The interfaces to the libraries are known as
.bu
ndbm (\*U)
.bu
gdbm (\*(GN)
.bu
btree (Berkeley DB)
.lp
\*M currently does not hold more than one database open at any time, so
.bu
dbm (\*U)
.lp
support could be added in the future.
.BS 2 "Limitations"
.lp
The general differences and limitations are best compared in a table.

.TS
center box tab(@);
c | c | c | c  s | c | c .
Name@Type@File@Content memory@Concurrent@Shareable
\^@\^@\^@_@\^@\^
.T&
c | c | c | c | c | c | c
l | l | l | l | l | l | l . 
\^@\^@name@type@limit@access@\^
_
ndbm@hash@index\**@static@1Kb@none@no
gdbm@hash@index.db@dynamic@\-@file locking@no
btree@binary tree@index.bt@static@\-@none@yes
.TE

.(f
\** ndbm databases are physically represented by two files,
.i index.dir
and
.i index.pag ,
but are referred to simply as
.i index
by the interface routines.
.)f
Those types that have no built in concurrent access strategy are provided
with
.b flock (2)
based file locking by \*M.
.lp
Berkeley DB initializes its databases very quickly, so
.b btree
may have some performance advantages when doing
.b man
searches.
However, it is quite heavyweight and its library SONAME and on-disk formats
have changed a number of times to provide features considerably beyond what
\*M needs, so the preferred library interface is now
.b gdbm .
.b configure
will look for
.b gdbm ,
.b btree
and then finally
.b ndbm
routines when configuring \*M.
.BS 2 "Sharing databases in a heterogeneous environment"
It may be necessary or advantageous to share databases across
platforms, regardless of the potential file locking problems.
.lp
An example would be a user having a personal manual page hierarchy in an NFS
based home directory environment, whereby the home directory is held on and
mounted from a single machine in a heterogeneous network.
.lp
In this context, the database cache will have the same name and reside in
the same place on all machines.
There are at least two ways to deal with this problem.
.bu
Hack the
.i include/manconfig.h
file on each platform to provide a unique database name for each system.

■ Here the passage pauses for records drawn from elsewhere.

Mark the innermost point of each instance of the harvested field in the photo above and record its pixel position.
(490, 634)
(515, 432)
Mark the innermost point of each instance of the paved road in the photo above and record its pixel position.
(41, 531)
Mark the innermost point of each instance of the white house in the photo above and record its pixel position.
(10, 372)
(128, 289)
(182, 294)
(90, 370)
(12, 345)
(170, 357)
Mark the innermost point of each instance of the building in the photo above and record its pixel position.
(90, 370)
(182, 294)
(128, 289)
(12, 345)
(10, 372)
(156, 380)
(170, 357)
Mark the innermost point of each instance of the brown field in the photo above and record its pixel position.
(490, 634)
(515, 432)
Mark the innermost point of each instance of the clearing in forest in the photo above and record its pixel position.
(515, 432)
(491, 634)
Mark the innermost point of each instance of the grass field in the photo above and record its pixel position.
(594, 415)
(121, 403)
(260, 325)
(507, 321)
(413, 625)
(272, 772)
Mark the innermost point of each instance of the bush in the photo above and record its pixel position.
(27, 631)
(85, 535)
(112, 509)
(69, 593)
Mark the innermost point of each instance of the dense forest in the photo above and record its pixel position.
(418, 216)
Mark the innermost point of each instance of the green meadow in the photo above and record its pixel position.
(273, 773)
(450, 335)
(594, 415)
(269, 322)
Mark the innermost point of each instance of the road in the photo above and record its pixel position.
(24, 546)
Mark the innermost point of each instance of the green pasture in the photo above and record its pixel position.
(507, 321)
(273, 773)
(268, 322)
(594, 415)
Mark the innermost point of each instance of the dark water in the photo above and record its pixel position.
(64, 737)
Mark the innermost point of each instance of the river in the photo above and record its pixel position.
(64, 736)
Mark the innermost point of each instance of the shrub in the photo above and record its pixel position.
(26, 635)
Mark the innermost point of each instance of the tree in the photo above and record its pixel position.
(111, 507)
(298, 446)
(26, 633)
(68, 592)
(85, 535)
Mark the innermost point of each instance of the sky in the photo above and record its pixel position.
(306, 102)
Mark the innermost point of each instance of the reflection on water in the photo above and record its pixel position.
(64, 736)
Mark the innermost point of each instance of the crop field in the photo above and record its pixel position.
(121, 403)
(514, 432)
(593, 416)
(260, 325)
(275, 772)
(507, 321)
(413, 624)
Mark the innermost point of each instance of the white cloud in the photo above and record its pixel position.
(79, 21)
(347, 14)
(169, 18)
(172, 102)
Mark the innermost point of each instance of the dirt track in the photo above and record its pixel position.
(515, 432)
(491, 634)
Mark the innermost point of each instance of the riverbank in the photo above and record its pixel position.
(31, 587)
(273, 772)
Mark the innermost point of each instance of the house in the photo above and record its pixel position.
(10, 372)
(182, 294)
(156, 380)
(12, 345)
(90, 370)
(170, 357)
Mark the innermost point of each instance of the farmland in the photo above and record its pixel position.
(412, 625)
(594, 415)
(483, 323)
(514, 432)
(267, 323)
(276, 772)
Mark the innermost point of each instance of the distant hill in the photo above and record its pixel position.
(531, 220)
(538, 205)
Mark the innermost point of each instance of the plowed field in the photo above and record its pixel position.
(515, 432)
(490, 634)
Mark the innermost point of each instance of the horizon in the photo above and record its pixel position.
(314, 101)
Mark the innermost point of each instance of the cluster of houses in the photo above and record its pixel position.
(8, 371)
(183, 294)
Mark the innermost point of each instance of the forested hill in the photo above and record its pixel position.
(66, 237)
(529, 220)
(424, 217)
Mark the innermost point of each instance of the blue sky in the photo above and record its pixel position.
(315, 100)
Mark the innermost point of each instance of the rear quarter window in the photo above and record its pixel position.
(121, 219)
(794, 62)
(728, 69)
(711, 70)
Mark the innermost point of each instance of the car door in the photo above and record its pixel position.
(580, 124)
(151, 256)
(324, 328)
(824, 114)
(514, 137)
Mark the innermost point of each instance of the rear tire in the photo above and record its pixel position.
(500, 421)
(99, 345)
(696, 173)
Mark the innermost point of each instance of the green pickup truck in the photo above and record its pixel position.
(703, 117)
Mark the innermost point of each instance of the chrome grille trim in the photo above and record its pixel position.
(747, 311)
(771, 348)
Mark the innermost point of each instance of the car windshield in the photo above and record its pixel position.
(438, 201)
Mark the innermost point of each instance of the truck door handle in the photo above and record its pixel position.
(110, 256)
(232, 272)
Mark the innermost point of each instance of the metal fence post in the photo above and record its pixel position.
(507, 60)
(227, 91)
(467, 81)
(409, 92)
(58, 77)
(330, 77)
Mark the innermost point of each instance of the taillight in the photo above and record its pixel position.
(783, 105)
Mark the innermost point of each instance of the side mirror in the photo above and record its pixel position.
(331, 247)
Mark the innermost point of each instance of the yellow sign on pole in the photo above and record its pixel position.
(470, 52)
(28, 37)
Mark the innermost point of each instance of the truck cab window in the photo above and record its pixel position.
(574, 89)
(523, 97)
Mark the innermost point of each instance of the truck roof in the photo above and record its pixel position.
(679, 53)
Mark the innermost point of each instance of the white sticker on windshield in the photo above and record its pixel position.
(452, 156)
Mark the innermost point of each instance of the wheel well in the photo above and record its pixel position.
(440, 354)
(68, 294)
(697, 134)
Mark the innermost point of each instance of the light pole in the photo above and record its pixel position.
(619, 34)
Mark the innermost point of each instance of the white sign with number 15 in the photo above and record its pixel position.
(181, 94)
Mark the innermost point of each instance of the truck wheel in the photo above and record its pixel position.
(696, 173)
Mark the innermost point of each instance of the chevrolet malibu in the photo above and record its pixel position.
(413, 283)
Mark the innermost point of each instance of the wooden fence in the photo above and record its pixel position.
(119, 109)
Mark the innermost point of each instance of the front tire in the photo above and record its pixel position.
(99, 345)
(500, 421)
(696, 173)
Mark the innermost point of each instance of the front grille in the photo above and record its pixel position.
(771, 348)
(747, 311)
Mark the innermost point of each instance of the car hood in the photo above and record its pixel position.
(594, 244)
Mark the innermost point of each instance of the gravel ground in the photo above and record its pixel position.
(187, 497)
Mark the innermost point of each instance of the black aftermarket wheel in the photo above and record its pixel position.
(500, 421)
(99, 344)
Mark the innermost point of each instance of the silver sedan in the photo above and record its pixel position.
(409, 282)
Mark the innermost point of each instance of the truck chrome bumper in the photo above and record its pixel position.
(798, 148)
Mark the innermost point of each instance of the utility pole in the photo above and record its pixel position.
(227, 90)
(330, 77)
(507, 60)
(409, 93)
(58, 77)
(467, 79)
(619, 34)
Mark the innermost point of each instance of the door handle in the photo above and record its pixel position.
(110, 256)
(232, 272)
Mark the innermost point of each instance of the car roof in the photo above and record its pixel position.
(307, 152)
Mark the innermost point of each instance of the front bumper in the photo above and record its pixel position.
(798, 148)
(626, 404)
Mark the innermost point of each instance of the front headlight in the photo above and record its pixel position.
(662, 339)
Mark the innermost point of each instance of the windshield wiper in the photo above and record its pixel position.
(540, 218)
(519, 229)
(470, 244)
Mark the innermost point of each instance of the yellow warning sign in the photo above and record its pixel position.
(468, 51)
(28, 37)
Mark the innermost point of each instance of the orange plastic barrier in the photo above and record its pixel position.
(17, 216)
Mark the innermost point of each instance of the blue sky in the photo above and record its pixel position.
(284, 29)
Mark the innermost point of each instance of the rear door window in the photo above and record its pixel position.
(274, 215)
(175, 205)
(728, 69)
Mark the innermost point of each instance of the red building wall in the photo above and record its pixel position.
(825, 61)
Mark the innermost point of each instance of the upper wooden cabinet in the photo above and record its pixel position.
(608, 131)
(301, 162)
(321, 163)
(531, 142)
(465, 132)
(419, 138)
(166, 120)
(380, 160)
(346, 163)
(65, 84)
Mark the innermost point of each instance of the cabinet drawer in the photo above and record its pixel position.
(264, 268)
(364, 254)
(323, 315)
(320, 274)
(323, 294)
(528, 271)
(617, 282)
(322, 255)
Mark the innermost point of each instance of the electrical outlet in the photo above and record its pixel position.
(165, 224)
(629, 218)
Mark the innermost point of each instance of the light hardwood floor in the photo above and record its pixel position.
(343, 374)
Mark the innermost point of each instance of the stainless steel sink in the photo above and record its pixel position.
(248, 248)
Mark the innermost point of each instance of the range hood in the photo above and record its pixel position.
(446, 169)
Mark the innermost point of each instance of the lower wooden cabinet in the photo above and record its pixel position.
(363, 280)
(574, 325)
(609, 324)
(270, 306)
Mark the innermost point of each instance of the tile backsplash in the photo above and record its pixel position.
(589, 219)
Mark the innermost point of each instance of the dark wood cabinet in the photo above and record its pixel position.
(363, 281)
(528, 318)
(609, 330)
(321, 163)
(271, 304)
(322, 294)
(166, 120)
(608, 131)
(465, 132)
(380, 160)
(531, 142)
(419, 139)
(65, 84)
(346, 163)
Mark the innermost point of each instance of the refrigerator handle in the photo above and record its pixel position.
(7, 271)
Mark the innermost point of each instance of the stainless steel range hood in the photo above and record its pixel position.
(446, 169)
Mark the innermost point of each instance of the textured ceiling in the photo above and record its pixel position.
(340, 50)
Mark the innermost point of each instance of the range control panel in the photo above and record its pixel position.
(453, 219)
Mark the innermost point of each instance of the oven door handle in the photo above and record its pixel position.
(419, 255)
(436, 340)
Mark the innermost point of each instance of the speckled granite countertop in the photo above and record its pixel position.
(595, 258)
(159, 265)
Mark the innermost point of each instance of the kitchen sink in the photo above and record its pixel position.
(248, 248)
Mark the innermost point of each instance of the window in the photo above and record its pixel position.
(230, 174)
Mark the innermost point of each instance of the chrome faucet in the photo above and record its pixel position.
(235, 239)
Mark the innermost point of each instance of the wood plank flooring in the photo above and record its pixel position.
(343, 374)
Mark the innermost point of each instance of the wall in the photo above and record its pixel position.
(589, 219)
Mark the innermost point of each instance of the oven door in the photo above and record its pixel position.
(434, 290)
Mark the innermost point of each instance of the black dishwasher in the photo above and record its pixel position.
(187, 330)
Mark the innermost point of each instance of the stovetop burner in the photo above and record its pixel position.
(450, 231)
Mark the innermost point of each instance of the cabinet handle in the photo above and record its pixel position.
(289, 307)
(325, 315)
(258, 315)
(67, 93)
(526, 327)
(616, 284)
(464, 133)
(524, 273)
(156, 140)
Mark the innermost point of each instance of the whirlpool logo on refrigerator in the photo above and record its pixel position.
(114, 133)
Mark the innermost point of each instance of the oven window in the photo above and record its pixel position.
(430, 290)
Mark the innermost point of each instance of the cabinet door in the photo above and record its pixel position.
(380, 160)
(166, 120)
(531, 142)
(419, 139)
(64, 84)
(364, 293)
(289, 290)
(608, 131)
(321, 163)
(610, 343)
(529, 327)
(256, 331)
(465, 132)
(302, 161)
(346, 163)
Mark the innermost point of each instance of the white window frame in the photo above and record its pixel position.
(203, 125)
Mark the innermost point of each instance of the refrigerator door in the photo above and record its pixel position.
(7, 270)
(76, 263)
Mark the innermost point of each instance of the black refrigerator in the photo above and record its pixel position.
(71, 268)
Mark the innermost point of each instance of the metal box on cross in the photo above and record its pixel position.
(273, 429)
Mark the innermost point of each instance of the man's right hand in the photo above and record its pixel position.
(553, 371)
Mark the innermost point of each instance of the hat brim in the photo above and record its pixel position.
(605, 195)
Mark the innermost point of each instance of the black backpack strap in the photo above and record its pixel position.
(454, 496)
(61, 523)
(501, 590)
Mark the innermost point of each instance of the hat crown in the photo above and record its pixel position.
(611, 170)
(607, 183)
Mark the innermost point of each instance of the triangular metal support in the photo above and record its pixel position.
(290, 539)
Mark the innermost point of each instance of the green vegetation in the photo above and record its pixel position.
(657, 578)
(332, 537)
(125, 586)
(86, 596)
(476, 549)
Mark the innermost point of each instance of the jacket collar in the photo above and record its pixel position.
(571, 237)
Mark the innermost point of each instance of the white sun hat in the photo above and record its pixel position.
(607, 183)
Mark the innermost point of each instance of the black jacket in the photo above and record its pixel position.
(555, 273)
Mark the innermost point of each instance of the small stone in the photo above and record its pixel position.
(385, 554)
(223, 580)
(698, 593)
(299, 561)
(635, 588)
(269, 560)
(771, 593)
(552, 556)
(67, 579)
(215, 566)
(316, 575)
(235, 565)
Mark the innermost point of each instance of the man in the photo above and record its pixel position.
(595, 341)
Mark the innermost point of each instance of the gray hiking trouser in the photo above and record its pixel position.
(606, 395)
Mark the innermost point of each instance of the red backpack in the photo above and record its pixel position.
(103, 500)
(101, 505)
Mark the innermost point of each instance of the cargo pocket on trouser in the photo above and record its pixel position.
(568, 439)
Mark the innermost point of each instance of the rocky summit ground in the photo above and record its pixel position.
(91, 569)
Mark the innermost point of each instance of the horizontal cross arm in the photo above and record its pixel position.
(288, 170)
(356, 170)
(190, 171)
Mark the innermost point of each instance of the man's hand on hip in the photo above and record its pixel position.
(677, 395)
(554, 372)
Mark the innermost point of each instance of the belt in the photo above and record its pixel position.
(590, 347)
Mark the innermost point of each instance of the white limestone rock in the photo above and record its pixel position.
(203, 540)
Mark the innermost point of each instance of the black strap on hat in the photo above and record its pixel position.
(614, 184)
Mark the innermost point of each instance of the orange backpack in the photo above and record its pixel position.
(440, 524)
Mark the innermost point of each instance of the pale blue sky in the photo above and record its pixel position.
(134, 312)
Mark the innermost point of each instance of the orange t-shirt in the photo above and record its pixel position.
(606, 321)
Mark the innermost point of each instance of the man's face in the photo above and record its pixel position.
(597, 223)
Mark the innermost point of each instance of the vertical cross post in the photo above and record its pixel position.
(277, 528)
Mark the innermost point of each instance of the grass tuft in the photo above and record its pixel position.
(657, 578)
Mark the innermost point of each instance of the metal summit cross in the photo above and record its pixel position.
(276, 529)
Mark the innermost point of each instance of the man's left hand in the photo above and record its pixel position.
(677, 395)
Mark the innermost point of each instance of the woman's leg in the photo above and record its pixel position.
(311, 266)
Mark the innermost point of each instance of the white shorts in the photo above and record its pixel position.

No databases will be shared.
.bu
Install and use the Berkeley DB database interface library on each platform.
These databases can be shared across big-endian/little-endian platforms
although a database created on a big-endian platform will suffer a small
access penalty when used by a litle-endian machine and vice-versa.